The count Basil had been a month at Florence. In
that time he had contrived to place himself between
the duke's ear and all the avenues of favor, and had
approached as near, perhaps nearer, to the hearts of
the women of his court. A singular and instinctive
knowledge of the weaknesses of human nature, perfected
and concealed by conversance with the consummate
refinement of life at Paris, remarkable personal
beauty, and a quality of scornful bitterness for which
no one could divine a reason in a character and fate
else so happily mingled, but which at the same time
added to his fascination, had given Count Basil a command
over the varied stops of society, equalled by few
players on that difficult and capricious instrument.
His worldly ambition went swimmingly on, and the
same wind filled the sails of his lighter ventures as
well. The love of the marchesa del Marmore, as he
had very well anticipated, grew with his influence and
renown. A woman's pride, he perfectly knew, is difficult
to wake after she has once believed herself adored;
and, satisfied that the portrait taken on the lagoon, and
the introduction he had given her to the exclusive penetralia
of the Pitti, would hold her till his revenge was
complete, he left her love for him to find its own food
in his successes, and never approached her but to lay
to her heart more mordently the serpents of jealousy
and despair.

For the lady Geraldine the count Basil had conceived
a love, the deepest of which his nature was capable.
Long as he had known her, it was a passion
born in Italy, and while it partook of the qualities of
the clime, it had for its basis the habitual and well-founded
respect of a virtuous and sincere friendship.
At their first acquaintance at Paris, the lovely Englishwoman,
newly arrived from the purer moral atmosphere
of her own country, was moving in the dissolute,
but skilfully disguised society of the Faubourg
St. Germain, with the simple unconsciousness of the
pure in heart, innocent herself, and naturally unsuspicious
of others. The perfect frankness with which
she established an intimacy with the clever and accomplished
attaché, had soon satisfied that clear-sighted
person that there was no passion in her preference,
and, giddy with the thousand pleasures of that metropolis
of delight, he had readily sunk his first startled
admiration of her beauty in an affectionate and confiding
friendship. He had thus shown her the better
qualities of his character only, and, charmed with his
wit and penetration, and something flattered, perhaps,
with the devotion of so acknowledged an autocrat of
fashion and talent, she had formed an attachment for
him that had all the earnestness of love without its
passion. They met at Florence, but the “knowledge
of good and evil” had by this time driven the lady
Geraldine from her Eden of unconsciousness. Still
as irreproachable in conduct, and perhaps as pure in
heart as before, an acquaintance with the forms of vice
had introduced into her manners those ostensible cautions
which, while they protect, suggest also what is
to be feared.

A change had taken place also in Count Basil.

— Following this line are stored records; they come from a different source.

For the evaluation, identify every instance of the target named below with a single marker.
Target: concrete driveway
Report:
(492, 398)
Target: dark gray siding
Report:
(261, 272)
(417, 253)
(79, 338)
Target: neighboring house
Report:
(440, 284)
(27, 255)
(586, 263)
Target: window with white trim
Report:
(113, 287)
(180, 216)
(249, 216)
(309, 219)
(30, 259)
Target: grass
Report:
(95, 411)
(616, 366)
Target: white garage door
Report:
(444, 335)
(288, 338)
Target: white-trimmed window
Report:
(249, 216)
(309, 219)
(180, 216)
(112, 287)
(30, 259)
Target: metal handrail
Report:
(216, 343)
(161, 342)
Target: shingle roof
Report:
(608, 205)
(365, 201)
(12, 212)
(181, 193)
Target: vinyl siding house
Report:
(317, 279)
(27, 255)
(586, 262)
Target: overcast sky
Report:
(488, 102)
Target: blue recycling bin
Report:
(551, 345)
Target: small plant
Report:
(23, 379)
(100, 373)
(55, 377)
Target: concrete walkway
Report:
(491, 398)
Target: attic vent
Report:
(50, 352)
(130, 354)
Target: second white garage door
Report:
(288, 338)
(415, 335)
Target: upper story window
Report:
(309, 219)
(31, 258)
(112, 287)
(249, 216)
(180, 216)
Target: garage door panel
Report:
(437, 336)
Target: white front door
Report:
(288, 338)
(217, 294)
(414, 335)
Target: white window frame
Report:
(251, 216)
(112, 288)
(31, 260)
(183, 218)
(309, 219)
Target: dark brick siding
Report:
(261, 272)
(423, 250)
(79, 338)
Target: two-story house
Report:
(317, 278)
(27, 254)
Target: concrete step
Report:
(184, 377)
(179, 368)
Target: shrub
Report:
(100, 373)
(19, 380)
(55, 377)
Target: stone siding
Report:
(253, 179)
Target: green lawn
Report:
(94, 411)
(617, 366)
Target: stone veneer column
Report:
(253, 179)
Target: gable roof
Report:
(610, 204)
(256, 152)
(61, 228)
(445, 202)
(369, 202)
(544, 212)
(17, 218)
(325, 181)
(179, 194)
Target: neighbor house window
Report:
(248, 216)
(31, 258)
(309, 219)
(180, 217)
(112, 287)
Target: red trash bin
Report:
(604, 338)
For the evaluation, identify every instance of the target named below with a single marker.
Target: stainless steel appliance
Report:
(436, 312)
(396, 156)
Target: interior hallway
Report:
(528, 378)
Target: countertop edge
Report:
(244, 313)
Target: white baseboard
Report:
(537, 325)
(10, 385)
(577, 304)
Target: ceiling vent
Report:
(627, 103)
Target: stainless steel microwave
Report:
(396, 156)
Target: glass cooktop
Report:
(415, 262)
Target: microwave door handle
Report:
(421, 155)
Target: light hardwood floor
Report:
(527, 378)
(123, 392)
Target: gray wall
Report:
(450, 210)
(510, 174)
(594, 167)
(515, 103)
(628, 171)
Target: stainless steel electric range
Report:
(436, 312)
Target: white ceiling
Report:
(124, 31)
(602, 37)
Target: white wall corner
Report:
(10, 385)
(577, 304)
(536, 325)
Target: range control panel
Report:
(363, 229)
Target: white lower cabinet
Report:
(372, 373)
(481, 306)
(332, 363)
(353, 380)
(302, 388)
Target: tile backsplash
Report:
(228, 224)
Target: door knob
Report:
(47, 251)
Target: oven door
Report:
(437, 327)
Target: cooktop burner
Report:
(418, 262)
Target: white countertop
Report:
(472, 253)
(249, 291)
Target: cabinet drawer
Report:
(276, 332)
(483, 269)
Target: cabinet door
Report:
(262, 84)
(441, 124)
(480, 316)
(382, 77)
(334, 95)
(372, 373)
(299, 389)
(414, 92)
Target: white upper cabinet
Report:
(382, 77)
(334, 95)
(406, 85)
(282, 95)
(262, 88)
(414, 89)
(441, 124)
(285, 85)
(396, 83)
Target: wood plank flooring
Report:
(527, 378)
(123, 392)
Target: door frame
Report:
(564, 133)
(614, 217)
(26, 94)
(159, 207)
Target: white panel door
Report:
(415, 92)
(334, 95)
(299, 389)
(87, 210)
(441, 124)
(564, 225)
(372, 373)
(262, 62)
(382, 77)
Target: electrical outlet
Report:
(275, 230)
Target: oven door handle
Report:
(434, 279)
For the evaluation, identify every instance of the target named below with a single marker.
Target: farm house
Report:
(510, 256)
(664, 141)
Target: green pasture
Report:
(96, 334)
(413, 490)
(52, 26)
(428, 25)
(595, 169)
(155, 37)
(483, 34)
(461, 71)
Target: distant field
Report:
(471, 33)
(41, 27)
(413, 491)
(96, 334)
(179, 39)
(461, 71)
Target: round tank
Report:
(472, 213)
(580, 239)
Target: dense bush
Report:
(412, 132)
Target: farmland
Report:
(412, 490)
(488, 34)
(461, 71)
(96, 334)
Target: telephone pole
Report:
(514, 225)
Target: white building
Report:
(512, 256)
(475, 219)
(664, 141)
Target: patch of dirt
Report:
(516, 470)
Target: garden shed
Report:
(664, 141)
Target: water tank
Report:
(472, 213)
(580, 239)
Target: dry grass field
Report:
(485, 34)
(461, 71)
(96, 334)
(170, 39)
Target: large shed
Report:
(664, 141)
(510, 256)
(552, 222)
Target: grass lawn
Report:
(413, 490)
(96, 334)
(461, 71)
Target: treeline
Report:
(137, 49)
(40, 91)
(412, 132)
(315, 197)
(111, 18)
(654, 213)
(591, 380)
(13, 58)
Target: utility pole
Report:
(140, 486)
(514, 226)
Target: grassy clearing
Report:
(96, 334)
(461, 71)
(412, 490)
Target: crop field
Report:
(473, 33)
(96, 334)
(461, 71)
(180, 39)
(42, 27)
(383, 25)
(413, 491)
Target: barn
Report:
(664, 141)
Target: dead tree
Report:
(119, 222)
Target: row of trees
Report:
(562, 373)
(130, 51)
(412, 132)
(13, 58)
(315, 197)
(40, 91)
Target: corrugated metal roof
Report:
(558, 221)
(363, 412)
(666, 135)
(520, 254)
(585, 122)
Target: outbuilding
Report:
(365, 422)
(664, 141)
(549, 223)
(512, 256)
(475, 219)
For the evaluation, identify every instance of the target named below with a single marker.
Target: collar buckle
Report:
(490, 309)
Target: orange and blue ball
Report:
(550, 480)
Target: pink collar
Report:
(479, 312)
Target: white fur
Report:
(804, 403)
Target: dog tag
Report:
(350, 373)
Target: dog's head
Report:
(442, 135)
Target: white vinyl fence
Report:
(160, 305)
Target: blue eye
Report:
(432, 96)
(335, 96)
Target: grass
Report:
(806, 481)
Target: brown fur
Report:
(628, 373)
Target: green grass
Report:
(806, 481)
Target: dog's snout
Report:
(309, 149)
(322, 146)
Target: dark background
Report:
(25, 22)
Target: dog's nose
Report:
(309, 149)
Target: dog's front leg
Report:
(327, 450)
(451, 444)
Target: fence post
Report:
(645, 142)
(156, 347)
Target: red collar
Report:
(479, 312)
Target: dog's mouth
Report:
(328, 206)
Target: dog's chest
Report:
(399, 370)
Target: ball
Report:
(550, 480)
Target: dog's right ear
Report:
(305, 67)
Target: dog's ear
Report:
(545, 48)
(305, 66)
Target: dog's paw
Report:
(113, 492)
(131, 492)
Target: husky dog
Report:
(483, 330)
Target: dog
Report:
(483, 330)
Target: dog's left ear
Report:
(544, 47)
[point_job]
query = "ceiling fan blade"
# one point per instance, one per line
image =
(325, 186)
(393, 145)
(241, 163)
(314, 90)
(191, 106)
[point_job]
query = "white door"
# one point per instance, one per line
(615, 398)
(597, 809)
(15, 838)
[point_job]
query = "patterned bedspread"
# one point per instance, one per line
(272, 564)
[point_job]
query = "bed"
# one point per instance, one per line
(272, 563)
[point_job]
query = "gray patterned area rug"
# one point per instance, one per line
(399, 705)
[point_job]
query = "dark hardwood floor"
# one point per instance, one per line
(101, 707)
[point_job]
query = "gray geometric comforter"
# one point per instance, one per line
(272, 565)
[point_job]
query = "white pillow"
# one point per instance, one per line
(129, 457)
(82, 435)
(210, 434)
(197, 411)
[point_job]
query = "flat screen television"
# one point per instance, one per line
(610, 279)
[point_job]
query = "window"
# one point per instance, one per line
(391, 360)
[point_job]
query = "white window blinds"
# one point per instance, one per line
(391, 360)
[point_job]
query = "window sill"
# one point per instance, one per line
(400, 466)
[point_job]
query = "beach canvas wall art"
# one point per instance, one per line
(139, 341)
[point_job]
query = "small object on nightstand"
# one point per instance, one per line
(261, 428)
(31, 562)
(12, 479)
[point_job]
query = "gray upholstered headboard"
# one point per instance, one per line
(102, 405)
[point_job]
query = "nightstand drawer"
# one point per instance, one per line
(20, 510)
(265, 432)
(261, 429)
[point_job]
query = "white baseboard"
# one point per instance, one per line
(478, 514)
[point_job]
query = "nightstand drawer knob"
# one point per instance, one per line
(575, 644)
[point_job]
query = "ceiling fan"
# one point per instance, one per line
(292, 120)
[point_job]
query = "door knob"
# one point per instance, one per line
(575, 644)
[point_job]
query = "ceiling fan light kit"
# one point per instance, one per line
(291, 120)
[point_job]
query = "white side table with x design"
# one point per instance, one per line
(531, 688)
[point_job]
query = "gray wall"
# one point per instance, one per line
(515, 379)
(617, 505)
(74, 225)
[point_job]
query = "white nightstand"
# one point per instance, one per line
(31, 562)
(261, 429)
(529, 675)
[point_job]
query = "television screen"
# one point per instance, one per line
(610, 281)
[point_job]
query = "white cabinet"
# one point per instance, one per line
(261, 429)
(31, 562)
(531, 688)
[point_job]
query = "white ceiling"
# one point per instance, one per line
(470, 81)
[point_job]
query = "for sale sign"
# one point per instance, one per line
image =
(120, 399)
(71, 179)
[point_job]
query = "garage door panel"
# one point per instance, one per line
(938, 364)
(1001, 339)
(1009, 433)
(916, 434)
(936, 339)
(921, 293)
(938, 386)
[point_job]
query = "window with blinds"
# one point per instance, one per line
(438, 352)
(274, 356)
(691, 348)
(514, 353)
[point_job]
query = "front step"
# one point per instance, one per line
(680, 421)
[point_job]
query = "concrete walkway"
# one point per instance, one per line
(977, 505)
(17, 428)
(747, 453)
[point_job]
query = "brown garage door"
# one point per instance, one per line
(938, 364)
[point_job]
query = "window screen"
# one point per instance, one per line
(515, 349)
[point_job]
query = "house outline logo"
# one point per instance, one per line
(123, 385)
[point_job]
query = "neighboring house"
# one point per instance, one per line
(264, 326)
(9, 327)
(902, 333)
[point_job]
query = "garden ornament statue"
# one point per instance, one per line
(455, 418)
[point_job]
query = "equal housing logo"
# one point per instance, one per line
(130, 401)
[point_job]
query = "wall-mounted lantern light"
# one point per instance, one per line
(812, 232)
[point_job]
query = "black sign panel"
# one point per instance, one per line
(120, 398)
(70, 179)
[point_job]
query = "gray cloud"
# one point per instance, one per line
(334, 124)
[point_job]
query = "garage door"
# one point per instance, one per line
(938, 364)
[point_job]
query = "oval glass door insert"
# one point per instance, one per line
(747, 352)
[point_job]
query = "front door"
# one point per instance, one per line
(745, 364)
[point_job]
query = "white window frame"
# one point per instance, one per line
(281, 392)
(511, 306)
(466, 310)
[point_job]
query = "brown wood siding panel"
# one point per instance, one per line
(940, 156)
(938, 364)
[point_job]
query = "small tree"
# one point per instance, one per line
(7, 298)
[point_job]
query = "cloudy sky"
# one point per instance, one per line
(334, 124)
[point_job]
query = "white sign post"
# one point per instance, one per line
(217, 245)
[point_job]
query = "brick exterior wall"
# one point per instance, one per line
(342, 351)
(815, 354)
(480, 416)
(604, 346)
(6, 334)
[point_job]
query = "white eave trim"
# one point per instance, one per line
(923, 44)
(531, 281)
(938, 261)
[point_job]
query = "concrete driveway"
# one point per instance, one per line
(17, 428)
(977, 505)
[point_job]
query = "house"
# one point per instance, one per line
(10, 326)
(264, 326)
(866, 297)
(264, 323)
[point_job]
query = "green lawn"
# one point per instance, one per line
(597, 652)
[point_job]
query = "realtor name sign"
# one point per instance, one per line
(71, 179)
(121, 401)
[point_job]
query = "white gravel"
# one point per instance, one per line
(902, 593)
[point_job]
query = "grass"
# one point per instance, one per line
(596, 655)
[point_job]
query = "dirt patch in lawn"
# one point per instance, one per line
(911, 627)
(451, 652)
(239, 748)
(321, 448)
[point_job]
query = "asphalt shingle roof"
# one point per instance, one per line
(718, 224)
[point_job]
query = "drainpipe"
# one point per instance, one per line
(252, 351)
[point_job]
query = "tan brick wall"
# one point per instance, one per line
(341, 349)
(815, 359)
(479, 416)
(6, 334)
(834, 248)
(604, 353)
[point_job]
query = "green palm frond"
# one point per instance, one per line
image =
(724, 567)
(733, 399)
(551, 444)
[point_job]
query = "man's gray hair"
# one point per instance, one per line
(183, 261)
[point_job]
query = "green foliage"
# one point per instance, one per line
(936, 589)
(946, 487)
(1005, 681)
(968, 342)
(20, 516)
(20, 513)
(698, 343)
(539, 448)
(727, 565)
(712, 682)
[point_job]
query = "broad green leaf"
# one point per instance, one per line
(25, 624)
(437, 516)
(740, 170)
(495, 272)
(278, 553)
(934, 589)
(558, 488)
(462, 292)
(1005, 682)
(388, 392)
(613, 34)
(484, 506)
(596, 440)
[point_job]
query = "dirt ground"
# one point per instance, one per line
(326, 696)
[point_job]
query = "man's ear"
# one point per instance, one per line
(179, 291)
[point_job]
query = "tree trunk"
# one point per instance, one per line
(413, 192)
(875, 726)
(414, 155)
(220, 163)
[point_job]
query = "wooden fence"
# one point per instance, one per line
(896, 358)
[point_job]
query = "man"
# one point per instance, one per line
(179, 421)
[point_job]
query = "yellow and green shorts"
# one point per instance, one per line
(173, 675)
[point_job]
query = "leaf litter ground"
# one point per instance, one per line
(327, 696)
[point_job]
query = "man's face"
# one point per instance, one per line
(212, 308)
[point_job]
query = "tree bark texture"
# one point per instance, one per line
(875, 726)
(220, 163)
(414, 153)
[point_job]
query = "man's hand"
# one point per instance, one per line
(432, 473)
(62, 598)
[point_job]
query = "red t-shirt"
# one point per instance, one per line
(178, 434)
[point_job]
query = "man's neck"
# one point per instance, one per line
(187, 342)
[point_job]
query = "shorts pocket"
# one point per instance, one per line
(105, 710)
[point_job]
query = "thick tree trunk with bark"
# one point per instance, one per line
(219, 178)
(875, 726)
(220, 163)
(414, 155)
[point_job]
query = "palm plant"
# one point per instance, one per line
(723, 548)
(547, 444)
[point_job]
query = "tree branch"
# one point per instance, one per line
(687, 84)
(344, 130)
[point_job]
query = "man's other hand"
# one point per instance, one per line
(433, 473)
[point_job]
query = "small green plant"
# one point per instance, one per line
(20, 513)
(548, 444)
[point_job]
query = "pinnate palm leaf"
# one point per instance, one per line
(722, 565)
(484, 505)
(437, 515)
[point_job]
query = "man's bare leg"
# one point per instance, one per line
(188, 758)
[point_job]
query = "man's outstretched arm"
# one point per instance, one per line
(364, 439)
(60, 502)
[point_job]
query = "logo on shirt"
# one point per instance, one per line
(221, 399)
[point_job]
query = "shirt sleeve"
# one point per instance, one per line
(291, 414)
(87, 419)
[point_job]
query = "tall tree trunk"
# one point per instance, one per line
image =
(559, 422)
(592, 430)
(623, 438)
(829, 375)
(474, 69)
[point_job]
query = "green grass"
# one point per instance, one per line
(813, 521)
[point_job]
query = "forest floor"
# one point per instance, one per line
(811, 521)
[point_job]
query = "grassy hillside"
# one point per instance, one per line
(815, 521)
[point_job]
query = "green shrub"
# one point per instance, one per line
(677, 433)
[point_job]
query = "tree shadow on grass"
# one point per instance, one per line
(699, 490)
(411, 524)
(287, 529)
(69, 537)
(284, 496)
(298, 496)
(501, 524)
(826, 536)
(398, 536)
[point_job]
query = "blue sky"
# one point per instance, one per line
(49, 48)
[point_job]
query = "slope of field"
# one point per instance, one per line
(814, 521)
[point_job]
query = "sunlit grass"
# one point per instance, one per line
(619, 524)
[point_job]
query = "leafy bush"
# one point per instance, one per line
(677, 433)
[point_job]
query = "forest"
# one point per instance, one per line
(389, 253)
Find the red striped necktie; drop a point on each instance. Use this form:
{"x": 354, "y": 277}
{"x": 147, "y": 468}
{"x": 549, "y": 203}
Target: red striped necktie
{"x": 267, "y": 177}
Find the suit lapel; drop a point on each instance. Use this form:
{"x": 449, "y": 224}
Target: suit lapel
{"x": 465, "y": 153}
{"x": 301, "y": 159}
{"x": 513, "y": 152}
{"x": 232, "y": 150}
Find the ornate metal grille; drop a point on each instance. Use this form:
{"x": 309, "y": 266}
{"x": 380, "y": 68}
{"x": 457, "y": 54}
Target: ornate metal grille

He
had left the vitreous and mercurial clime of France,
with its volatile and superficial occupations, for the
voluptuous and indolent air of Italy, and the study of
its impassioned deifications of beauty. That which
had before been in him an instinct of gay pleasure—a
pursuit which palled in the first moment of success,
and was second to his ambition or his vanity—had become,
in those two years of a painter's life, a thirst
both of the senses and the imagination, which had
usurped the very throne of his soul. Like the Hindoo
youth, who finds the gilded plaything of his childhood
elevated in his maturer years into a god, he bowed his
heart to what he held so lightly, and brought the
costly sacrifice of time and thought to its altars. He
had fed his eyes upon the divine glories of the pencil,
and upon the breathing wonders of love in marble, beneath
the sky and in the dissolving air in which they
rose to the hand of inspiration; and with his eye disciplined,
and his blood fused with taste and enthusiasm,
that idolatry of beauty, which had before seemed
sensual or unreal, kindled its first fires in his mind,
and his senses were intoxicated with the incense.
There is a kind of compromise in the effects of the
atmosphere and arts of Italy. If the intellect takes
a warmer hue in its study of the fair models of antiquity,
the senses in turn become more refined and
intellectual. In other latitudes and lands woman is
loved more coldly. After the brief reign of a passion
of instinct, she is happy if she can retain her empire
by habit, or the qualities of the heart. That divine
form, meant to assimilate her to the angels, has never
been recognised by the dull eye that should have
seen in it a type of her soul. To the love of the painter
or the statuary, or to his who has made himself conversant
with their models, is added the imperishable
enthusiasm of a captivating and exalted study. The
mistress of his heart is the mistress of his mind. She
is the breathing realization of that secret ideal which
exists in every mind, but which, in men ignorant of the
fine arts, takes another form, and becomes a woman's
rival and usurper. She is like nothing in ambition—
she is like nothing in science or business—nothing in
out-of-door pleasures. If politics, or the chase, or the
acquisition of wealth, is the form of this ruling passion,
she is unassociated with that which is nearest his heart,
and he returns to her with an exhausted interest and a
flagging fancy. It is her strongest tie upon his affection,
even, that she is his refuge when unfit for that
which occupies him most—in his fatigue, his disappointment,
his vacuity of head and heart. He thinks
of her only as she receives him in his most worthless
hours; and, as his refreshed intellects awake, she is
forgotten with the first thought of his favorite theme—
for what has a woman's loveliness to do with that?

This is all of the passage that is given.